Sąd: śmierć teściowej w wypadku nie krzywdzi zięcia

Tylko szczególnie bliskie, niemal wyjątkowe, relacje z teściową i babcią uzasadniają przyznanie zięciowi i wnukom zadośćuczynienia w związku z jej śmiercią na skutek wypadku drogowego.

Aktualizacja: 17.06.2016 11:51 Publikacja: 17.06.2016 10:36

Sąd: śmierć teściowej w wypadku nie krzywdzi zięcia

Foto: 123RF

Maria J. zginęła w wyniku obrażeń odniesionych w wypadku drogowym. Jej córka, zięć i dwoje wnuków wystąpili z powództwem o zadośćuczynienie od ubezpieczyciela sprawcy wypadku. Córka żądała blisko 131 tys. zł, zięć – 30 tys. zł, a małoletni wnukowie po 50 tys. zł.

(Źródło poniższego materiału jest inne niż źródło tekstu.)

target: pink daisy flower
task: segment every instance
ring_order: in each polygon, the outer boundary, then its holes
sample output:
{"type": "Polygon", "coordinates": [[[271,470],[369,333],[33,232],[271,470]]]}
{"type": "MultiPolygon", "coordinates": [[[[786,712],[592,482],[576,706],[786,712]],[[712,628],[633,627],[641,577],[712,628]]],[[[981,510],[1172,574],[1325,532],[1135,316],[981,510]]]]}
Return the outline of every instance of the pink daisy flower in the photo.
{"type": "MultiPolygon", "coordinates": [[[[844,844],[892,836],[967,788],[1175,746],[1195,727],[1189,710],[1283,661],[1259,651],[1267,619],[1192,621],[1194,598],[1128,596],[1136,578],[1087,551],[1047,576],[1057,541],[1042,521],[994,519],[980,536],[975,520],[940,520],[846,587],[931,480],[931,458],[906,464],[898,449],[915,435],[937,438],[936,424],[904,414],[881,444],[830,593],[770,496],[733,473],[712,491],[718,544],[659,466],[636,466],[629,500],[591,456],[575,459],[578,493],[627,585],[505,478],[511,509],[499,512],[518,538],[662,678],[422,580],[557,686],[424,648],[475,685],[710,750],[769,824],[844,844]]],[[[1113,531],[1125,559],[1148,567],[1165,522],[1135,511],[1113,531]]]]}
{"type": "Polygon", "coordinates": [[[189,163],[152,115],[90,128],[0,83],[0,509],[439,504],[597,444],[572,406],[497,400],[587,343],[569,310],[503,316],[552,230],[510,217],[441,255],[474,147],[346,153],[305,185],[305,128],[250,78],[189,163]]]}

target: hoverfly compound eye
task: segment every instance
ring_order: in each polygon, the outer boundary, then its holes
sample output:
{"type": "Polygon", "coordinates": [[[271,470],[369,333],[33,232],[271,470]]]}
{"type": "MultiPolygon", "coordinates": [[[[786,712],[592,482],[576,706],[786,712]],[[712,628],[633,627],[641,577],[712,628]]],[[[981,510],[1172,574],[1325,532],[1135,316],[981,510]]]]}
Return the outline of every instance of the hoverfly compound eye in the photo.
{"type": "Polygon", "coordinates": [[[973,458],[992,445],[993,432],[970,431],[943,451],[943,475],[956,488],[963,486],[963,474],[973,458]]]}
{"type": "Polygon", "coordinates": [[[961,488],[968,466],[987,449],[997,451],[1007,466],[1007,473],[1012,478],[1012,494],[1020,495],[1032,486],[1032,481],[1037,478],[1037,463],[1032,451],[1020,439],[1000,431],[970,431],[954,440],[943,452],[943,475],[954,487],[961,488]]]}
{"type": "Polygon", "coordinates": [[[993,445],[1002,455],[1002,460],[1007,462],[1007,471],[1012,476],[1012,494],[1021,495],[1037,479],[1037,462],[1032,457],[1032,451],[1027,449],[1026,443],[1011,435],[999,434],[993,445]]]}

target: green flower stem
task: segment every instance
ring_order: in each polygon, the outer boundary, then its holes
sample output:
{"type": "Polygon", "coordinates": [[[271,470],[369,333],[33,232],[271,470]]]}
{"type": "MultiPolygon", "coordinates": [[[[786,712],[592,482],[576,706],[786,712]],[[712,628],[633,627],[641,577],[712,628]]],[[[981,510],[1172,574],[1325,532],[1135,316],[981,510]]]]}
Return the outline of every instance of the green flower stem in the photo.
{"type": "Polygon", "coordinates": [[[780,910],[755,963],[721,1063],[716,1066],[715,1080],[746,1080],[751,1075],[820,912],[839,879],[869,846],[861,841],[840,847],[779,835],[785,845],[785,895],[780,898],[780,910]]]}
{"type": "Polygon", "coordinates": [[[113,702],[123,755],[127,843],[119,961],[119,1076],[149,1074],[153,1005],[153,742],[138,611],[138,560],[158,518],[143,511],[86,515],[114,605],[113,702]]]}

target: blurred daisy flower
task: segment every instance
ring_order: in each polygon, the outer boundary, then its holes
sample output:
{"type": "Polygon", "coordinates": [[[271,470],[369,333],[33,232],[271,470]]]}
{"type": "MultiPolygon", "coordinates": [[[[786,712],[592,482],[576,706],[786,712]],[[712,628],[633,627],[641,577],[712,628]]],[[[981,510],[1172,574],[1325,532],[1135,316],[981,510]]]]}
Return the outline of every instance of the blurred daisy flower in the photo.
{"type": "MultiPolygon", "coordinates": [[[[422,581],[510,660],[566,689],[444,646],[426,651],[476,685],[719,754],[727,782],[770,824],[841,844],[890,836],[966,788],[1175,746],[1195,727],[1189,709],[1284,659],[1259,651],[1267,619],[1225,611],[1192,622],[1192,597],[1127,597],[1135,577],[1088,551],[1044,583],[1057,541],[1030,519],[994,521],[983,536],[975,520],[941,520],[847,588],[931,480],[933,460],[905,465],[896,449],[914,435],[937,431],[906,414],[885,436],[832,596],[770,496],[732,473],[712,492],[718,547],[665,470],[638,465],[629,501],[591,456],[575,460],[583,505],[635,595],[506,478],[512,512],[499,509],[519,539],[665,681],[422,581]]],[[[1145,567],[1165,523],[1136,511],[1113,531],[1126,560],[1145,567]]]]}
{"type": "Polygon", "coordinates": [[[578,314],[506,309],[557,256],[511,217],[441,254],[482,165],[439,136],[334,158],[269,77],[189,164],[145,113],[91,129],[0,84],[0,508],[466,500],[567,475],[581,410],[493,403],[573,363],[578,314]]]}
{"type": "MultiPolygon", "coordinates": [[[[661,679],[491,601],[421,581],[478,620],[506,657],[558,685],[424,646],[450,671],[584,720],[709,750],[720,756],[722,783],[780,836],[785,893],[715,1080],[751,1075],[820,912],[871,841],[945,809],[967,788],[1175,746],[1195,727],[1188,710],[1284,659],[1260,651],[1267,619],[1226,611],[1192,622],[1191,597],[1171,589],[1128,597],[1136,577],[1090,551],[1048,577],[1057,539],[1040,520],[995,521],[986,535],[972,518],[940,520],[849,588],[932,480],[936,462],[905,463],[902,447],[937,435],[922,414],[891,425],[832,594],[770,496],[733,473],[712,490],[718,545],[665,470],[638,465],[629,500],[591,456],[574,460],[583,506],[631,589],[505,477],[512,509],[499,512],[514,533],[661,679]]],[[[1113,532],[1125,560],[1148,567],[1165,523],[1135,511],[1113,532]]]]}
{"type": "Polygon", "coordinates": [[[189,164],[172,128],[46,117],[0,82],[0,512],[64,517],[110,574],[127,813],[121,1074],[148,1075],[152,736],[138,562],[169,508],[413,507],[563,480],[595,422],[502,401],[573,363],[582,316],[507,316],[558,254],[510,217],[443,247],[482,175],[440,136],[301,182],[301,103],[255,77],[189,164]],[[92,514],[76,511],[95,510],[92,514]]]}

Ubezpieczyciel wnosił o oddalenie powództwa. Argumentował, że córka ofiary wypadku otrzymała już od niego 20 tys. zł zadośćuczynienia, dalej idące roszczenie było jego zdaniem nieuzasadnione. Zięć z kolei w ogóle nie należy do kręgu osób uprawnionych do zadośćuczynienia, gdyż nie wykazał, aby łączyła go z teściową szczególna więź emocjonalna, silniejsza, niż ma to miejsce w sytuacjach typowych. Natomiast wnukowie byli w chwili śmierci babci zbyt mali, by odczuć negatywne emocjonalne skutki zdarzenia. W każdym razie nie było na to dowodów.

Babcią się nie nacieszą

Jak ustalił Sąd Okręgowy, powodowie utrzymywali z mamą i babcią bliską więź - często ją odwiedzali, spędzali z nią wszystkie uroczystości rodzinne i święta. Maria J. często opiekowała się wnukami, wspierała córkę i zięcia także finansowo.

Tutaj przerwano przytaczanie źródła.